Open Access Dissertation

Degree Name

Doctor of Philosophy (PhD)


Business Administration

First Advisor

Josephine M. Namayanja

Second Advisor

Sangwan Kim

Third Advisor

H. Zafer Yuksel


Recent studies in asset pricing find that Artificial Neural Networks (also known as Deep Learning models) provide the most accurate firm-level return predictions using a vast set of predictive signals. These models offer high predictive accuracy over long out-of-sample periods, translating into highly profitable trading strategies. In this thesis, I argue that sentiment-driven mispricing is a vital source of the high predictability and the resulting profitability implied by deep learning models.

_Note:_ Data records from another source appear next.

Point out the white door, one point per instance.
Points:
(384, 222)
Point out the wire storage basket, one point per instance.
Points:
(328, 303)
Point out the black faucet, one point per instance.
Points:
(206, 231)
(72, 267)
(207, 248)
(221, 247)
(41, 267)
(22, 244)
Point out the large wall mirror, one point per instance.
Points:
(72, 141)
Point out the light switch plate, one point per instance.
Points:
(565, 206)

Using a novel Artificial Neural Network (ANN) regression model, I obtain firm-level predictions conditional on 54 firm-level characteristics and on an encoded representation of the macro-economic state. These predictions provide important insights into the sources of overall cross-sectional return predictability. First, the future negative returns are predictable out-of-sample which implies negative expected returns. Such predictability is hard to reconcile with a risk-based explanation. Secondly, the predictability in negative returns is higher following periods of high sentiment and vice versa. This evidence is consistent with the existence of a market-level investor sentiment that drives misvaluations. Third, a long-short strategy based on ANN prediction deciles is more profitable following periods of high sentiment. This disparity in profitability points to arbitrage asymmetry implied by short-sale constraints. Fourth, the predictability in losses and high profitability of the ANN top decile vanishes in estimation horizons longer than a month. This suggests that mispricing is short-lived and that predictability is realized due to corrections to such misvaluations. These corrections are preceded by high put-to-call(PCR) trading volumes and high implied volatility(VIX). Finally, the short-term and long-term predictions load on different conditioning variables indicating varying sources of predictability across return horizons. Overall, these findings are consistent with the existence of sentiment-driven short-lived mispricing that corrects in longer horizons.